01 April 2012

Training Log

Some weeks I spend a lot of time on chess without managing to remain focused on specific training goals. I did well this past week on two of my three specific training foci, while expending effort on other studies instead of the third.

1. Solve a minimum of 50 tactics problems per week.

Over fifty again.

Continuing with the puzzles in the Shredder iPad app, I solved 35.
1475 puzzles: 11575/14750 points 78%
last 10 puzzles: 87/100 87%

I did one session with the Chess.com Tactics Trainer. The session was approximately twenty minutes, consisting of 34 problems. Eighteen were wholly correct.

Of the nine problems in the Combinations section of Chess Informant 112, I did six this week. I blogged about one in "Missing Tactics".

2. Spend thirty minutes once per week solving problems in Lev Alburt, Chess Training Pocket Book II and Paata Gaprindashvili, Imagination in Chess.

I reviewed problems that I had missed previously rather than moving forward to new problems. After the review, I extended my work by memorizing and spending time studying the game that provided four positions in Alburt's text: Spassky -- Evans, 1962. See "Instructive Games Worthy of Memorizing."

3. Complete my Pawn Endgame flash card project.

Did not work on my endgame this week.

4. Additional Training Focus

Having won a nice miniature from the Black side of the English, I worked to find improvements for White. The game is annotated in "Problems in the English," which includes nine model games showing more productive ideas for White.

My memory now stores the entire sequence of moves played in Spassky -- Evans, 1962, and in my English miniature. I also understand where the opening errors were made in both games. In addition, I spend some time looking through games in the Yugoslav Attack against the Sicilian Dragon in order to create the chess problems that I used for a contest at the tournament I ran yesterday. These problems also appear in "Slaying the Dragon."


  1. A good Chess memory has to have serious benefits. You remember better openings and good or bad moves. You should improve better especially if you analyse your games.
    Do you feel any (OTB) improvements through this training?

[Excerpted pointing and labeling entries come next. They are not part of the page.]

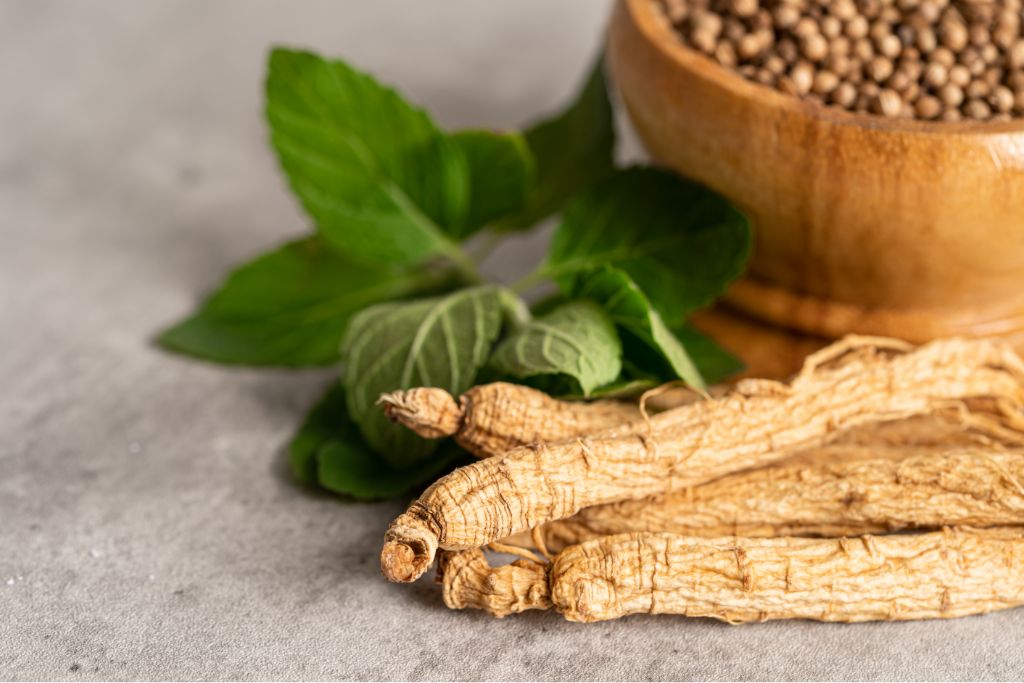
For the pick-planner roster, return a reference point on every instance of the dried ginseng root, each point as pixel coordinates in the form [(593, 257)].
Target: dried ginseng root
[(480, 423), (941, 574), (853, 382), (849, 491), (494, 418)]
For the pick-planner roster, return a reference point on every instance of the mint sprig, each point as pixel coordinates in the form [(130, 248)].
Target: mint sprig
[(386, 290)]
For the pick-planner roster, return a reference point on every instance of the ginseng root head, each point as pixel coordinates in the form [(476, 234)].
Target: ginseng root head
[(429, 412), (410, 546)]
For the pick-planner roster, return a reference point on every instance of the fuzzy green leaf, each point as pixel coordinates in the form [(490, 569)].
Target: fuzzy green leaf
[(679, 242), (378, 177), (643, 331), (440, 342), (572, 150), (329, 451), (715, 363), (288, 307), (501, 170), (576, 341)]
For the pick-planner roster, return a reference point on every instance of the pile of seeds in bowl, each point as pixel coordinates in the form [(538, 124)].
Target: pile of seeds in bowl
[(929, 59)]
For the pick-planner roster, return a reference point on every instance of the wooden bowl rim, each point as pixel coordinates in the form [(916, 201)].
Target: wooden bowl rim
[(655, 29)]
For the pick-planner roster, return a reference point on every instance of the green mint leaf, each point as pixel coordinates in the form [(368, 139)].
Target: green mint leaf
[(289, 307), (572, 151), (715, 363), (501, 171), (679, 242), (440, 342), (328, 451), (576, 341), (643, 332), (378, 177)]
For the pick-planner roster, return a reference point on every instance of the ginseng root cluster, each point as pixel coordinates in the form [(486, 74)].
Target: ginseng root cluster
[(766, 501)]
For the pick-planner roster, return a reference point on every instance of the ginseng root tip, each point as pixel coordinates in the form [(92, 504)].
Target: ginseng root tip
[(403, 561), (429, 412)]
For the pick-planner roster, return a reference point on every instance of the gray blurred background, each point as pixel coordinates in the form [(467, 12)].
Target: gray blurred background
[(147, 526)]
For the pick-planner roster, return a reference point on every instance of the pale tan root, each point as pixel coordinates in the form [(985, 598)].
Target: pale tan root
[(494, 418), (749, 503), (940, 574), (469, 582), (910, 487), (854, 382)]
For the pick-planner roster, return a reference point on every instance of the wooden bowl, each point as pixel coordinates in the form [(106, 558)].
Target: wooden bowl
[(898, 227)]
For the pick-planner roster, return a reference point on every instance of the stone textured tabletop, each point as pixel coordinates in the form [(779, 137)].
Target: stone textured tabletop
[(147, 527)]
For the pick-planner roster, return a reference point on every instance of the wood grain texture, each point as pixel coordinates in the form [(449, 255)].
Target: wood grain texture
[(905, 228)]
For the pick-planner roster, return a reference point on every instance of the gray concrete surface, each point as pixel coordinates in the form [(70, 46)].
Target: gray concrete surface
[(146, 526)]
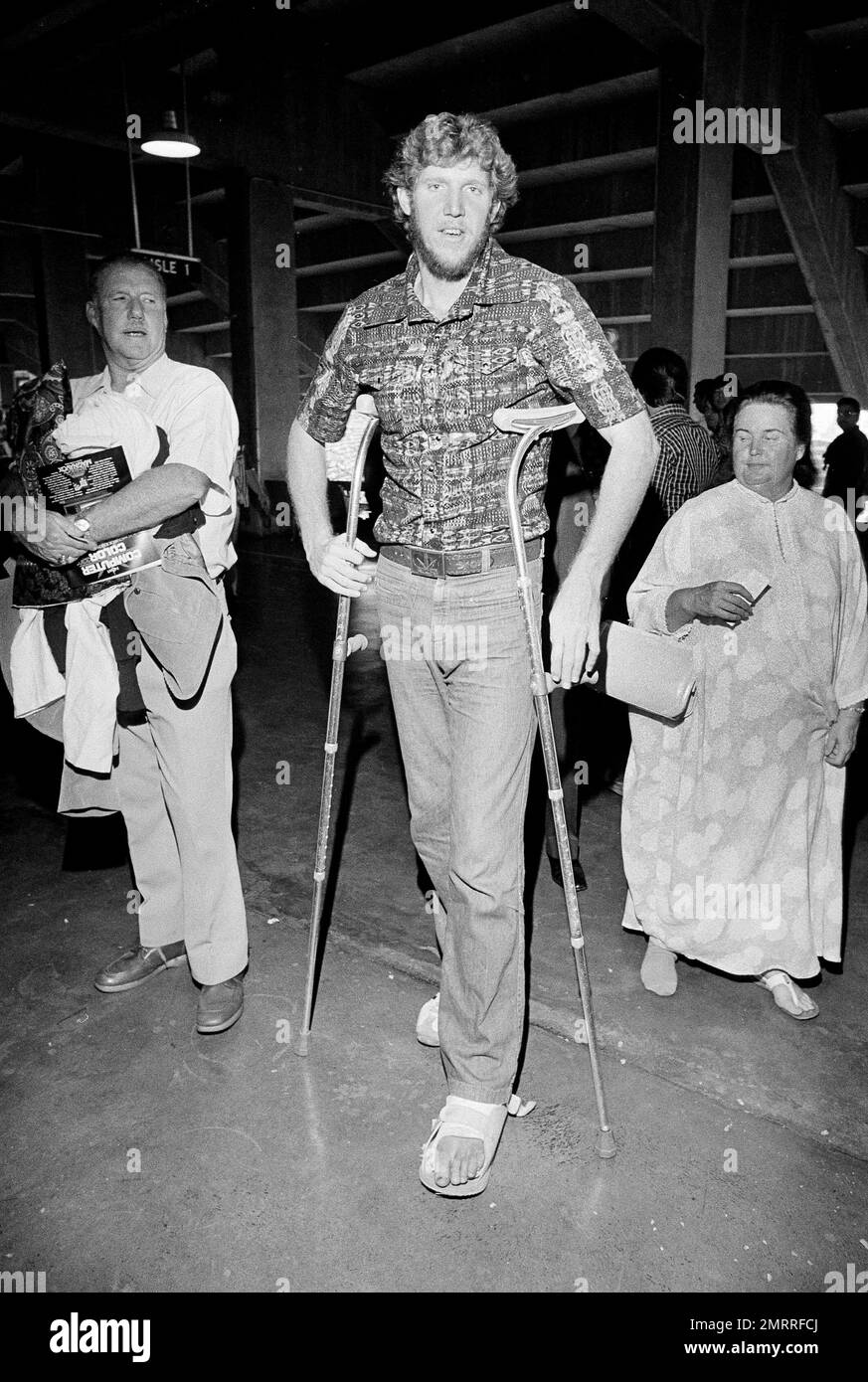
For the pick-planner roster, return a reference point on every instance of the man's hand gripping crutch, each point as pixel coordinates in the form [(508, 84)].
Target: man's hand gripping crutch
[(574, 651), (332, 571)]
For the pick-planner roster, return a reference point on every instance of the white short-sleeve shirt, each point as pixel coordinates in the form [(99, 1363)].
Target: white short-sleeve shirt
[(195, 411)]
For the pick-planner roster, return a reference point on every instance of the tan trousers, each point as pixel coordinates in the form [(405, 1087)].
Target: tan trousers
[(174, 777)]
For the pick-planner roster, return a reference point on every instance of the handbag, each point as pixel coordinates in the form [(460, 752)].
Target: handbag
[(648, 672)]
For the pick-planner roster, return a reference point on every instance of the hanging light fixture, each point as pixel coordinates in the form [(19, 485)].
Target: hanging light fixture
[(170, 142)]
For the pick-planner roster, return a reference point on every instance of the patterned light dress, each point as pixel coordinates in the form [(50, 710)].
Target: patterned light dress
[(732, 824)]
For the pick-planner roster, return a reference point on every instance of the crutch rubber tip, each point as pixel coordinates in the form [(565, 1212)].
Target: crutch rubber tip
[(606, 1143)]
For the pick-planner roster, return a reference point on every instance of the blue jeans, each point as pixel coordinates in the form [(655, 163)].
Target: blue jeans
[(459, 673)]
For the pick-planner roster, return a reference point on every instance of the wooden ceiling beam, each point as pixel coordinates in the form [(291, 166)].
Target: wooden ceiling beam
[(775, 70), (581, 98), (477, 43), (659, 25), (625, 162)]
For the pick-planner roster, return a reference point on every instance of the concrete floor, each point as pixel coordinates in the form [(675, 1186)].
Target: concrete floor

    1. I believe that I am improving. Whether fast enough to meet my ultimate goal (master by 2020--the year I turn 60) remains to be seen. My last OTB event was my best performance ever, my highest place in a weekend Swiss (2nd), my highest rated win (defeated a 2076), and gave me my peak rating. On the other hand, I seem to find time for only a few events per year. One culprit is the number of Saturdays that I spend running youth tournaments (my sixth for the school year was yesterday) or teaching adult students (college history). I could play on Thursday nights, but prefer to stay home and drink good wine with my beloved.

      Investing money and time to travel to tournaments elsewhere will bring me in contact with better competition. In my city at present, there are two experts, and I'm one of half a dozen or so A Class players. That's a stronger pool than existed when I first hit A Class three years ago, but far weaker than exists in Seattle five hours away.